The intentionally un-ranked list also includes heavyweights like IBM CEO Ginni Rometty and Netflix executive Anne Aaron.
Here's all about these remarkable Indian-origin women.
Fact: The list spans three generations of 'forward-thinking technologists'
"Women don't wait for the future. The 2018 Inaugural Top 50 Women In Technology list identifies three generations of forward-thinking technologists leading more than a dozen tech sectors across the globe," said Forbes, while announcing the list.
Warrior: Padmasree Warrior was instrumental in Cisco's growth
A Cornell-trained engineer, Padmasree Warrior served in an executive position in Motorola and was the former chief technology officer (CTO) of Cisco.
The 58-year-old played a major role in helping Cisco grow in influence, and in her seven years at the tech giant, she oversaw 16 acquisitions.
Warrior is currently the CEO of Chinese autonomous vehicle start-up NIO, and sits in the boards of Microsoft and Spotify.
Mangtani: Komal Mangtani is the head of business intelligence at Uber
43-year-old Komal Mangtani, an alumnus of Dharmsinh Desai Institute of Technology in Gujarat, is currently the head of business intelligence at Uber.
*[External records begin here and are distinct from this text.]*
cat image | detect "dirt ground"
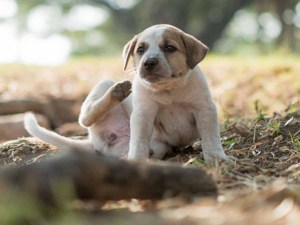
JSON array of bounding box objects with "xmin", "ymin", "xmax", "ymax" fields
[{"xmin": 0, "ymin": 56, "xmax": 300, "ymax": 224}]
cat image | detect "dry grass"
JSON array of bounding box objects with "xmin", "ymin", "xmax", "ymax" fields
[{"xmin": 1, "ymin": 55, "xmax": 299, "ymax": 116}]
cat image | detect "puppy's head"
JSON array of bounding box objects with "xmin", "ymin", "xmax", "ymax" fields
[{"xmin": 123, "ymin": 24, "xmax": 208, "ymax": 84}]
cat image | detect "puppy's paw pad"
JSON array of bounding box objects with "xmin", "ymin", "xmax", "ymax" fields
[{"xmin": 111, "ymin": 80, "xmax": 132, "ymax": 101}]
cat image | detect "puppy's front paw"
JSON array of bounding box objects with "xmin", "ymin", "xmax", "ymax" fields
[
  {"xmin": 203, "ymin": 149, "xmax": 235, "ymax": 166},
  {"xmin": 111, "ymin": 80, "xmax": 132, "ymax": 102}
]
Additionally, she also sits on the board of nonprofit organization Women Who Code, and was instrumental in facilitating Uber's $1.2bn donation and partnership with Girls Who Code to increase women's access to computer science.
Earlier, she had served in senior positions at Box and VMWare.
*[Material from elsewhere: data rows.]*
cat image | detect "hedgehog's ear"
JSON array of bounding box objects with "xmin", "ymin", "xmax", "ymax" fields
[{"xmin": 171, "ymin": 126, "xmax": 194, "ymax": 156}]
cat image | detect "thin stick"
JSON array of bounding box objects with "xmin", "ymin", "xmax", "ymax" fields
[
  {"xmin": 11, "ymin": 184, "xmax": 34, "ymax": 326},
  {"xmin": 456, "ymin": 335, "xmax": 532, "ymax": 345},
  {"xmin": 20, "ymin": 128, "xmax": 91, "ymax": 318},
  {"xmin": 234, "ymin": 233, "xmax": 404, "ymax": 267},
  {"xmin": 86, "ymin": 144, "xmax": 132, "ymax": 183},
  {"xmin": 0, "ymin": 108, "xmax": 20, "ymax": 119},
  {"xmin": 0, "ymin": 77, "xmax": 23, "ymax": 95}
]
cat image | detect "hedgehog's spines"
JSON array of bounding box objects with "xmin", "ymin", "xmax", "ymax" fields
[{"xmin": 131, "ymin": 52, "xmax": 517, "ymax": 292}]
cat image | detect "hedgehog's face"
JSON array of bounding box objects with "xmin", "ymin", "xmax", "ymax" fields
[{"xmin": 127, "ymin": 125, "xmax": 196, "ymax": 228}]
Narkhede: Neha Narkhede has her own company which services mega clients
An alumnus of Pune University, 32-year-old Neha Narkhede worked as a software engineer at LinkedIn and helped develop a platform called Apache Kafka that can process massive amounts of data in real-time.
In 2011, the platform became open sourced, and is at the heart of Confluent, a company founded by Kafka.
Confluent's clients include giants like Goldman Sachs, Netflix, and Uber.
Sivaramakrishnan: Kamakshi Sivaramakrishnan, too, is a successful entrepreneur
43-year-old Stanford engineer Kamakshi Sivaramakrishnan is an entrepreneur too, and founded a company called Drawbridge in 2010.
Leveraging large-scale AI and machine learning, Drawbridge collects and processes data on the different daily-use devices like computers, smartphones, and laptops used by people, and offers advertisers a way to advertise across all devices a person uses.